P S G and Bayern: Hainer's pre-match defence of a self-made model ahead of return leg

Herbert Hainer told L'Equipe Bayern's independence is its greatest asset and praised PSG's reinvention ahead of the Champions League return; p s g mentioned.

Published
3 Min Read
Bayern-PSG : Herbert Hainer affirme sa différence - « nous ne dépendons pas d'un investisseur »

gave an interview to L'Equipe on the eve of the Champions League semifinal return leg between and p s g, laying out a defence of Bayern’s self-made model and offering unexpectedly warm praise for their opponents in .

Reports said the return leg would be played at the on Wednesday evening at 21 hours, after the two sides produced a 5-4 thriller in the first leg. Hainer used that moment to draw a contrast between the clubs, insisting on Bayern’s financial independence and the club culture behind it.

“Le Bayern est tout de même un peu différent des autres clubs comme le PSG: nous ne dépendons pas d'un grand investisseur qui dicte les décisions,” Hainer told L'Equipe, and he added, “Nous, nous avons tout bâti par nos propres moyens, et notre indépendance est notre bien le plus précieux.” He backed the claim with a long-run accounting figure: Bayern, he said, has recorded profits every season over the last 25 years, including during the Covid-19 period.

Hainer did not confine himself to comparisons. He offered a human example of the club he described: “Cela peut paraître facile à dire, mais nous sommes vraiment une grande famille.” He cited as an illustration of that family atmosphere and noted that Kane had a contract clause allowing him to leave if he wanted to return to England — a reminder that the rhetoric of family coexists with contractual realities.

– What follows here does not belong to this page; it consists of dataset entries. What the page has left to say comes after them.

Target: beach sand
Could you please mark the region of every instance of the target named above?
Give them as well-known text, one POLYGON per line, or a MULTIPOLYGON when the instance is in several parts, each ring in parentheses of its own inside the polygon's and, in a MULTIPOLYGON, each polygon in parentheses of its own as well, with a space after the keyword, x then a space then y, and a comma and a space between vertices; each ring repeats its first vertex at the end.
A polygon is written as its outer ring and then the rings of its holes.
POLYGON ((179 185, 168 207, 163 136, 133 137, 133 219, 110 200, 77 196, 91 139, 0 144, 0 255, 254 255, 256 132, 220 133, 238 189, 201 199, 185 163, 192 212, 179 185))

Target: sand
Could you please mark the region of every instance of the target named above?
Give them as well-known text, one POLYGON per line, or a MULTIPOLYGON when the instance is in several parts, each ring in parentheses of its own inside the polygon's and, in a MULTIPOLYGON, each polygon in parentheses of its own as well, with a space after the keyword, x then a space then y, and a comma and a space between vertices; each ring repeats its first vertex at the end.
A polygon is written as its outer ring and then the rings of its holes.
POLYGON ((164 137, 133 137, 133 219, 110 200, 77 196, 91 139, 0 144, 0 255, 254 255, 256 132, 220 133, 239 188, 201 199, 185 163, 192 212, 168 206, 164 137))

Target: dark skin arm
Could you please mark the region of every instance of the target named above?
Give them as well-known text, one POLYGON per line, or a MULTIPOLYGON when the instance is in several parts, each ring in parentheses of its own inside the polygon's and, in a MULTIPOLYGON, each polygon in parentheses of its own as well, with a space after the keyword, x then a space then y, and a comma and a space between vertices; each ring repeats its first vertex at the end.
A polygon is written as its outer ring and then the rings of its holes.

At the same time Hainer was careful — and generous — in his assessment of Paris. “J’ai le plus grand respect pour ce qui se fait à Paris. Ce que réalise Nasser al-Khelaïfi est une formidable réussite,” he said, arguing that PSG had undergone a substantive strategic shift. “Ce qui m’impressionne particulièrement, c’est ce qu’ils se sont dit ces dernières années: ‘OK, le modèle avec des superstars comme Neymar ou Messi, ça ne marche pas, il faut faire autrement’.”

Hainer credited PSG’s coaching hire and youth focus as part of that reinvention: “Paris a recruté , un entraîneur qui mise sur des jeunes et qui a formé une équipe à laquelle les supporters peuvent s’identifier.” He added the blunt line that framed his interview: “L’identité est la clé.” He closed the appraisal by saying plainly, “Le PSG s’est réinventé, il fait désormais partie de l’élite du football mondial.”

The comments land inside a broader narrative in which the tie is seen as a clash of club models as much as of players. Hainer’s words follow earlier praise for PSG from within Bayern’s ranks, and they help explain why the fixture has been cast as a test of competing philosophies — the self-financed, steady accumulation Bayern describes, versus PSG’s recent pivot away from a superstar-driven project.

The tension in Hainer’s framing is telling. He lauded independence and a family ethos while acknowledging the market mechanics that make modern football porous — exemplified by a clause that lets a marquee signing depart if an English return is on the table. He also applauded the rival he must defeat: respect and rivalry sit uneasily together in his message.

Hainer’s intervention matters now because it sets the emotional and ideological terms for a decisive night at the Allianz Arena. Whether Bayern’s insistence on identity and self-reliance will outweigh PSG’s claimed reinvention is the single practical question hanging over Wednesday’s match; Hainer’s answer is that Bayern will meet it with the very thing he says distinguishes them — independence and a club built by its own means.